Ask HN: Is a roommate finding platform for leasing a good idea? - josemcm
I am thinking about creating a platform that helps people find roommates in order to rent a place together and I would like to know some opinions from the HN community regarding the business model and features.<p>1. Do you think there is room for another player? There are a lot of platforms out there, some better than others, tho I still find it curious how some people still rely heavily on craigslist&#x2F;reddit for this.
2. What are the main features that would convince you to use something like this if ever?
3. What is the business model that would attract you? Would you pay more for freemium, or a subscription-based model?<p>Thanks!
======
eksemplar
Is it a good idea? Yes.

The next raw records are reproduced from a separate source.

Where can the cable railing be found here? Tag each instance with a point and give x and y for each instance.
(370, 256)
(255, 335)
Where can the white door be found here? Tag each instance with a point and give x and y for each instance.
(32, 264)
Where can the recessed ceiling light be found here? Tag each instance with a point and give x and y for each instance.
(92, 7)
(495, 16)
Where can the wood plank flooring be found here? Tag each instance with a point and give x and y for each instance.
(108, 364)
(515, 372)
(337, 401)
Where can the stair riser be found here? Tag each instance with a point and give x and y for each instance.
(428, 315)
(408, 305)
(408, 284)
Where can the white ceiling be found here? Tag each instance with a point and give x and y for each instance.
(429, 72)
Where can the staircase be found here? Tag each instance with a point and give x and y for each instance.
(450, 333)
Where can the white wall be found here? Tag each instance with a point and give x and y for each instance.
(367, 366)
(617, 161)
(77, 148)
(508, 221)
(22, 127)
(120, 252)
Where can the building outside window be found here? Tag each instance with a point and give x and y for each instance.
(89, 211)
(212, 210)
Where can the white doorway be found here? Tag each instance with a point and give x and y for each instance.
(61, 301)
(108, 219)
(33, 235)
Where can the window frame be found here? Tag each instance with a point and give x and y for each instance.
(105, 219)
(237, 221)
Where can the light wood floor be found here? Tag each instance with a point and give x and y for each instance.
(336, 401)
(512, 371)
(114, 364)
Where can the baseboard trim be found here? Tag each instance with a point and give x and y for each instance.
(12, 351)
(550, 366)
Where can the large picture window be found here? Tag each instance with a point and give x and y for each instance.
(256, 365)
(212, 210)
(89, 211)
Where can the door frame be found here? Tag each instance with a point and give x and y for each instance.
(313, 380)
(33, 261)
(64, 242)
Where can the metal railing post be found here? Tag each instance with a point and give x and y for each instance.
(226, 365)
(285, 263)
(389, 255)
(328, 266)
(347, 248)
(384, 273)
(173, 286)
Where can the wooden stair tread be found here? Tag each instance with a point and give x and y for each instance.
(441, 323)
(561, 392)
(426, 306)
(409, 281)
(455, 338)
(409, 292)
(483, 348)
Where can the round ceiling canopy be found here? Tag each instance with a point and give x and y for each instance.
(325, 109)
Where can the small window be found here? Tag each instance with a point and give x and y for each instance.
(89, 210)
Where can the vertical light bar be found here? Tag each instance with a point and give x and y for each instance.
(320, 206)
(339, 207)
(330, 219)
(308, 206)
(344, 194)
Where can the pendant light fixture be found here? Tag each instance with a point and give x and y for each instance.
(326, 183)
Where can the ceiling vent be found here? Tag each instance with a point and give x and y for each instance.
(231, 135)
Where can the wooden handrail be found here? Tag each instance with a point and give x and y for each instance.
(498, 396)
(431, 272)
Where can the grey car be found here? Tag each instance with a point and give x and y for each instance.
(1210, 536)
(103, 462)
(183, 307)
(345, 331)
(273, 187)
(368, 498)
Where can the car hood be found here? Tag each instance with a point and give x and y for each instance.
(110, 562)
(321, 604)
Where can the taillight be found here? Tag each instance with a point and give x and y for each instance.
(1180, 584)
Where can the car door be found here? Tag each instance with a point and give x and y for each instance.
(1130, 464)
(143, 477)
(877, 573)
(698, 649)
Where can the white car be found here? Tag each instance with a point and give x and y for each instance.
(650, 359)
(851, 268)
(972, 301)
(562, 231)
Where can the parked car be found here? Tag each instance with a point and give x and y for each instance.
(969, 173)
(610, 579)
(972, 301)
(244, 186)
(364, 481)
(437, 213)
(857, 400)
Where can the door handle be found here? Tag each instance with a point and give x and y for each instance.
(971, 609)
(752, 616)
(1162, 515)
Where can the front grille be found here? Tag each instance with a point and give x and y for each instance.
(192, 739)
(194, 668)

But the value of a roommate finding platform isn’t the
platform it’s the amount of people who use it.

That’s why most people use traditional social media. A few shares on Facebook
and you’ve reached thousands of local people.

So for a business idea, your focus should be on adoption. I mean, any web
developer can build a roommate finding website in a few weeks.

------
sh87
I'd start with looking at a sub-segment that you can reach within the larger
roommate seeking group of people you plan to target.

Say people moving for work for example. I'd first pick an area that is fertile
with people moving for work and seeking roommates. I'd then pitch this
platform to as many work places that I possibly can. Give out
stickers/pamphlets/freebies and ask them to be handed to new/potential
employees or at least get them to recommended you to to such folks.

Next, I'd reach out to popular communities that are roommate friendly and do
the same to try to get them to recommend your platform to folks seeking
roommates.

Next, keep track of every lead, every post on CL/Reddit/Fb in that area of
focus to gain some sort of edge or insight into your customers needs.

That should provide enough data to plan next steps.